This brings up a couple of ideas or questions for me.
- I think it is important to put a "warning label" on all talks that address ACES and trauma. Something like: We are going to talk about adverse experiences/trauma and many of us have had adverse experiences. Even though we won't do anything surprising, just talking about it will wake up ghosts. It is important to take care of yourself during the talk and later today. Even if you don't think you've had adverse experiences, most of you work with people who have and /or you've been in a position of caring for another human being when you were powerless to help that person... that impacts us too... and those ghosts can wake up too.
Then it is also important to frame the conversation away from blame. Trauma get's passed from one generation to the next. It is passed socially and epigenetically. It is important to remember not to blame the parents and grandparents we work with as they also had parents and grandparents with adverse experiences. It is important to not blame ourselves. Like others we are doing the best we can with what we have.

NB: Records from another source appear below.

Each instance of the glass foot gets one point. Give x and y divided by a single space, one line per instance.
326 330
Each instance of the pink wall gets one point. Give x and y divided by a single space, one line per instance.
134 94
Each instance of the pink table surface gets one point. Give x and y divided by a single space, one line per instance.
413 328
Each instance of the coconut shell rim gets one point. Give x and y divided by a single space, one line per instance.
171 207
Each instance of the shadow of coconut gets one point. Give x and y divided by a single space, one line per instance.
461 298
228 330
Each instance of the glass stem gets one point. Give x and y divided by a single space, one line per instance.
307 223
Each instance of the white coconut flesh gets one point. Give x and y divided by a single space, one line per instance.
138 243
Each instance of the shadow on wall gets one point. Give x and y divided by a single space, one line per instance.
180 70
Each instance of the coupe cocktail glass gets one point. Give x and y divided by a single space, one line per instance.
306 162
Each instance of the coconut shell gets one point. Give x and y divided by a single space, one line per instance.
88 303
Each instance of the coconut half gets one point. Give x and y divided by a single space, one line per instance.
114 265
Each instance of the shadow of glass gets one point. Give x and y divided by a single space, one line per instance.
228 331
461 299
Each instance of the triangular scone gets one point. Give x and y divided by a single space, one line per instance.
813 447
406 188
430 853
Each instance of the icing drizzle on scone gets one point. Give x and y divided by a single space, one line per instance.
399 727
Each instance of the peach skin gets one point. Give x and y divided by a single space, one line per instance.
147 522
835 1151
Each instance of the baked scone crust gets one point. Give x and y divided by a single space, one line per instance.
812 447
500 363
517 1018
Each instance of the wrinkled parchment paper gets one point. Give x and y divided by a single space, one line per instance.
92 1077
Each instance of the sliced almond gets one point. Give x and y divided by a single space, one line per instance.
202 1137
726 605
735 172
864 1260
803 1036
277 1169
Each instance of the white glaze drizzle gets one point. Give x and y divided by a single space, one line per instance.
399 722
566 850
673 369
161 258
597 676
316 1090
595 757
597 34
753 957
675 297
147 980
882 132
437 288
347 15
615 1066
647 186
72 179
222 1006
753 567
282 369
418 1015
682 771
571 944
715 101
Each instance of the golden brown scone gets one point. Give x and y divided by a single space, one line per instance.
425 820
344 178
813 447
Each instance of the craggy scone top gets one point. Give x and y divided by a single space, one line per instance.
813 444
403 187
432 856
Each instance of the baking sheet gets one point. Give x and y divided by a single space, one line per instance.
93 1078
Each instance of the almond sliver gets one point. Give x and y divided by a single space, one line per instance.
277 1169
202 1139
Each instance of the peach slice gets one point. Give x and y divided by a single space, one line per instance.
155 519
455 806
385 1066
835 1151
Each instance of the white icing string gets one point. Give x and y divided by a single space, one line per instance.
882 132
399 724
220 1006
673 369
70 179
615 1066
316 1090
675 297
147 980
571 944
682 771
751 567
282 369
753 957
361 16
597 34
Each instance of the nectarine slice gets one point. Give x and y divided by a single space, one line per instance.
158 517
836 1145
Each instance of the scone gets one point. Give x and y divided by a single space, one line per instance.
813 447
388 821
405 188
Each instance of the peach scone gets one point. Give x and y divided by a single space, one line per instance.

I also wonder: Why would anyone talk about ACES without talking about resilience? It is easy to understand how ACES impact us, and how prevalent they are. Most of us have a sense of resonance when we hear the information. Long convincing isn't very necessary. The really important information is what to do about it. Dr. Felliti talks about his survey and how he spent time interviewing folks who were resilient. He concluded that resilience comes "from the deep belief that at one time you really mattered to another human being." You can't just tell someone that... you have to be that. And because it is doable, it is a source of hope. And there are lots of short frames that can be used to teach people skills they can use the next day.